Things change in retirement, but you will adapt.
When I retired nearly three years ago, I was thrilled. No more living on an externally set schedule, no more coming home in a bad mood after a day of dealing with emotionally irresponsible adults, and no more trying to fit all fun and interesting activities into the few hours left after the 40+ I put in at work. I couldn’t wait to live each day as I chose, free to read for long hours if I wanted to, take walks with the dogs, travel to new places.
Even though I had been smart enough about myself to know that I would need at least a little structure, the reality turned out to be very different than those fantasies I reveled in during the last few months I was slogging through my old job. With so many possibilities in front of me, I went in a million directions in those first months of retirement, working on this project, offering help to that friend, ordering countless books on Amazon that I still haven’t finished, and even going back to work when they needed someone to fill in. It took more than a year to find my footing and to learn to manage the ripple effect of changes that occur when something this big is altered. One thing I had never even considered was the impact a transformation like this would have on my partner, who won’t retire for another four or five years.

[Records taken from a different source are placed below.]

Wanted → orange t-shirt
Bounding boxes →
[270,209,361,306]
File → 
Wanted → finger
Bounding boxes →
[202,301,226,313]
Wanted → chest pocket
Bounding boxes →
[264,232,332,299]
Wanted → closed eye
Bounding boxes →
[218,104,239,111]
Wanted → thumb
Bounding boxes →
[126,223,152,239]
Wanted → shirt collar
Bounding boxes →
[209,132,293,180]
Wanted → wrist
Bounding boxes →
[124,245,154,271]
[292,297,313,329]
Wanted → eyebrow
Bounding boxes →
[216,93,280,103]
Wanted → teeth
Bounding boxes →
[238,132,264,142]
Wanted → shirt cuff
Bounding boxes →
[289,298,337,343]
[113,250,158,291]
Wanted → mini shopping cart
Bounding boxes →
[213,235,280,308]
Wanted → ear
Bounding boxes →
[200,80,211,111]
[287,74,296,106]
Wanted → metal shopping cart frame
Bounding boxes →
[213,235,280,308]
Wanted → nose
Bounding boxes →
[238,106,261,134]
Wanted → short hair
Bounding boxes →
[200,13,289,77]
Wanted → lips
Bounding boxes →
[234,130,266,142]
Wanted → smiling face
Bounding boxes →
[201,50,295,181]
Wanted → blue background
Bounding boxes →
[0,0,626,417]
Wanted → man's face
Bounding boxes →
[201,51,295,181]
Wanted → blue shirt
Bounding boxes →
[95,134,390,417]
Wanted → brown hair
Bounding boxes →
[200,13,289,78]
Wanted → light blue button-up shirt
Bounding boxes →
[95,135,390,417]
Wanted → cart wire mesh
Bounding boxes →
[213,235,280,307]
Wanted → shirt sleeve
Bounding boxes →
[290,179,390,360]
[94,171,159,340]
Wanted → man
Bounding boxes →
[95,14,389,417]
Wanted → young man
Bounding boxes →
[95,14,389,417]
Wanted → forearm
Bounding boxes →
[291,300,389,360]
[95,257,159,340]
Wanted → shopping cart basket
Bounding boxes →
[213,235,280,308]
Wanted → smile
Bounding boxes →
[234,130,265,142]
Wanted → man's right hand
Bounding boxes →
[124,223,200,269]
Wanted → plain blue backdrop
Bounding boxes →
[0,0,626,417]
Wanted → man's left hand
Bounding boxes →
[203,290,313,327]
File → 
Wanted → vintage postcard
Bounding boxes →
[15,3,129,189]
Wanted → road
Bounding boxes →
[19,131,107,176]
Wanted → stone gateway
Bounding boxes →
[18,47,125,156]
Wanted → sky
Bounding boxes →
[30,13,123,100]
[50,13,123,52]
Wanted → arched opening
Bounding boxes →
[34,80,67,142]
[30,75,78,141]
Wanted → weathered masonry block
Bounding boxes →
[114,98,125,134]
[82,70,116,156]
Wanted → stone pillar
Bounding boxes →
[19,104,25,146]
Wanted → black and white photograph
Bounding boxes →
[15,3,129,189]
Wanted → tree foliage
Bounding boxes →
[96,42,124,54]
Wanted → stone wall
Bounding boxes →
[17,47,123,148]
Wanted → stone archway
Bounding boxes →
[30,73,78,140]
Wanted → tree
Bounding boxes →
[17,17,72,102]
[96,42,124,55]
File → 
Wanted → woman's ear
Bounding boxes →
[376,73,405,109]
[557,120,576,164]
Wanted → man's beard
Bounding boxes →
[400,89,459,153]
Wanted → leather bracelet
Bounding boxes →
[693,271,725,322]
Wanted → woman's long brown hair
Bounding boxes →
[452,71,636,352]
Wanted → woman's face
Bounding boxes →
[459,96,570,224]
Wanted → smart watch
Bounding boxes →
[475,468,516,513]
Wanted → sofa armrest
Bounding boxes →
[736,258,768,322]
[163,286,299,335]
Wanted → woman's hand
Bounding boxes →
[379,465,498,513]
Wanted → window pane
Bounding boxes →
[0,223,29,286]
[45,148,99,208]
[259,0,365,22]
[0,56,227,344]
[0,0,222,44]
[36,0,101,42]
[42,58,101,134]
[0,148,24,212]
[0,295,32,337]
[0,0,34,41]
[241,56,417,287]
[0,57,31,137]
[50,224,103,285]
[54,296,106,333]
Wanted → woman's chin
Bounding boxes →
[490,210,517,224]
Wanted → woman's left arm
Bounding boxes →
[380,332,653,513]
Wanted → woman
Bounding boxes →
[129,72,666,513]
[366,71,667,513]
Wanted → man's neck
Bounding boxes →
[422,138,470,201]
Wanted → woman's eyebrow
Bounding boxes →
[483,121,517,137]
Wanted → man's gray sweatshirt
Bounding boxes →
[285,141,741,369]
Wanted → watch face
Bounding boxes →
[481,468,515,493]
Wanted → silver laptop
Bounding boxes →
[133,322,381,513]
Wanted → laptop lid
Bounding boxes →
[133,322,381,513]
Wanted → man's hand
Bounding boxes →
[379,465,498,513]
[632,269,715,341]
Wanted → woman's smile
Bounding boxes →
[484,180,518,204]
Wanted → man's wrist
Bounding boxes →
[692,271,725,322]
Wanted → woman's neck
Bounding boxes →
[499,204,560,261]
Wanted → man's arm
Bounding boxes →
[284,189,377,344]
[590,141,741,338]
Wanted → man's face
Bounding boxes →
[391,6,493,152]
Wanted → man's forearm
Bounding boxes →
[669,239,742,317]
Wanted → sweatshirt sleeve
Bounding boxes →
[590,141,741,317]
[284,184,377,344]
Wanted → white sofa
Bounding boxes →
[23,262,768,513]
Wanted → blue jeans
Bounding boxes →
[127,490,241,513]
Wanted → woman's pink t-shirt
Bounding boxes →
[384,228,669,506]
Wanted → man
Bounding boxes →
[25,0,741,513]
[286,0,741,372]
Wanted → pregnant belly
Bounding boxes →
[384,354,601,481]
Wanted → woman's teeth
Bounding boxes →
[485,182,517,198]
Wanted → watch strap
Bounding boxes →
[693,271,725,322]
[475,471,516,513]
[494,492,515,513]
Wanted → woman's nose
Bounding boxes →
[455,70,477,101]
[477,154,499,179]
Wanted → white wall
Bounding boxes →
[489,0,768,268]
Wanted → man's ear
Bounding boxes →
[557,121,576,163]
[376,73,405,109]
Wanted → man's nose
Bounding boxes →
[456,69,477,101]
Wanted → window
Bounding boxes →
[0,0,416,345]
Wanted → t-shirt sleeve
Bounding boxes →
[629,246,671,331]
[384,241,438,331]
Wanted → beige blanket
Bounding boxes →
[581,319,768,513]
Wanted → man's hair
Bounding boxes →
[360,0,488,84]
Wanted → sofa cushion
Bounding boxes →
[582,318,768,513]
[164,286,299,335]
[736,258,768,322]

Because as adults we often have our at-work life and our at-home life, we forget the ways in which a change like this might impact the other. And, in this case, it wasn’t even particularly negative. I was simply swimming around in unknown waters, as Jodi was heading out to work each day to her regular routine. Some days I had the energy of 10 people, greeting her in the evening with new ideas, a meal I’d never prepared before, and plans for a trip. The next day I might feel unmoored, my mood much darker when she came in from work. I wasn’t a whole new person, but I was someone with whom we both had to become reacquainted. We had never known each other under these circumstances, so her reactions to my reactions and mine to hers were all new to us in this arena. This was certainly not the first change we’d experienced together. When we first moved in together, we sold our individual houses to buy a shared one and that in itself prompted an unfamiliar territoriality and more than one conversation about “that’s not the way I do it.” And, since she has kids in their 20s who are the epitome of “change agents,” we have had to learn to balance our individual responses with our shared responses in that arena, too, as most parents and step-parents have to do.
Even if we don’t consciously strive for it, every couple still enjoys that part of our lives when things feel somewhat calm and predictable. But maintaining that over time is neither possible, nor even particularly desirable. Change is inevitable and, in a long-term relationship, the chances of something shifting the balance are doubled. One person can change jobs or be asked to re-locate, the other can lose a parent, get ill, or even receive a promotion. Both negative and positive changes can cause a ripple.
For me, because I’m a 65-year-old lesbian and have lived a long life in which the actions and opinions of the outside world have had an impact on my life, change often elicits an initial dukes-up response on my part. In many ways, obviously, the longer Jodi and I juggle the changes that each of us brings to the partnership, the closer we are. But that closeness doesn’t occur without hours of talking, processing, questioning, crying, and revisiting. Almost always, though, the change brings us to a more interesting place in our lives and usually opens the door for more. Now that I’m three years into this new iteration of my life, Jodi is getting nearer her own. She’s learned from my experience, and we’ve both been reminded how much what one of us does affects the other.
I’m fairly clear we haven’t seen the last reinvention or revision in our lives, nor in our relationship. We have plans to downsize when she retires, we each have our own creative interests, and we both have our own sets of friends. On paper, change sounds lovely and enriching and, looking back, it’s so easy to see how much we have needed circumstances to swing in a different direction. It’s the going through it that can be tough, but it’s also then that we get the chance to see just how interesting we each can be.